Copping the Best Film was Tugbang sa mga Buhat (literally, “As to Deeds,” which alludes to a gruesome act in the film). The film directed by Hiro Saint Joshua Apus documents the life of a man who assists women in child deliveries in a remote village. Dodong has a wife who is pregnant. Unknown to the wife, the husband also does abortion. Gripping, the story is well constructed, using old literary devices like foreboding and, in the absence of long dialogues, the film subsists on darkening horizons and a house bereft of lights. The realism of the performance was such that I had to ask the organizers whether the lead actors as well as the supporting ones were “actors” or residents of that remote barangay. You could almost smell the unwashed clothes of the pregnant woman and the husband and the dank, damp scent of the forest with ponds and streams black and stagnant. That was how realistic the look of the film was.
Then I was told the lead actors were played by Louie Logronio and Abby Gale Masambo-Bantayan, two government employees connected with the Tourism Council of Nabunturan, in Compostela Valley. Both were judged Best Actor and Best Actress, respectively. The next question was the location: where did they find such a desolate, distant place? Having been to Nabunturan, I was informed that the area was just near the town itself.
Buhi, where the second film festival had me as Chair of the Jurors, has always been described as an “interior” town. The inhabitants of the place prided themselves in that interiority and isolation. Imagined as it may be (there are now other routes by which one can reach the town), the lakeshore town with its piquant language has the right to that claim of singularity. That distinction is theirs to embrace; it makes their work—the films—magical. I should know: Buhi is the hometown of my father and it is part of me.
Three short films stood out in the competition: Asog (referring to the mountain that looms over the town, which is also the name given to pre-Spanish male shamans who dressed as women), Ing-ing (Whispers), and Lindeng (Shade, as of a tree).
Asog, directed by Jay Ramon Arroyo, looks into the sensitive issue of incest and male abuse. At the center of the story are the siblings—one is a girl and the other is a transwoman. In the film, the lake becomes a dark element from which the two would escape. It is significant to note how the LGBTQIA+ voices are alive among the youth of this town and in this film, compelling with the gritty performance of the lead actor/actress, Carl Anthony (Camarla) Gabalfin.
Ing-ing and Lindeng alert us to what bothers our young men and women. In Ing-ing, the young man hears voices and he does not know what to do with them. He feels alone and, in gracefully edited scenes, he ends up in spaces that are not within his control. The film was given a Special Mention certificate.
Lindeng is also about voices, and the shadows that haunt this young man. The terrifying thing is that he is conscious of the shifts in his behavior. He shares this one day to his friend who listens and never judges him. Confident with his narrative, the director relies on the traditional framing of the faces of these two friends whose candor also made them vulnerable.

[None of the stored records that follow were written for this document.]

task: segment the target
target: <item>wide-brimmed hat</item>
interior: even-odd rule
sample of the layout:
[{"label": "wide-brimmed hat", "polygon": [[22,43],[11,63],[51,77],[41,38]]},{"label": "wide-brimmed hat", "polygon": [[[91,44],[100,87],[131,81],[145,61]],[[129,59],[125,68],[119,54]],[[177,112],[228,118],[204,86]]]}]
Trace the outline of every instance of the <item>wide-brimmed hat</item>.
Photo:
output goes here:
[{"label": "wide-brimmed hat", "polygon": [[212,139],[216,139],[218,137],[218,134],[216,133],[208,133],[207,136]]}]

Amid the brooding point-of-view often adopted by young filmmakers, the director and scriptwriter of Lindeng dared to take the less popular stand of how the young do possess human agency, and that they can act on their fate. The lead, Angelo Espiritu, and the supporting actor, Jose Dominic Gabalfin, were both declared the best in their category. Declared Best Director was John Mark Laguardia who directed Lindeng.
Ely was voted online as the People’s Choice.
The Nakabuhi Short Film Festival is a project of Project Susog, in collaboration with Savage Mind: Arts, Books, Cinema, Kamarin Art Gallery, Fundacion Luis Cabalquinto, and the Local Government Unit of Buhi, led by Mayor Margie Moran-Aguinillo.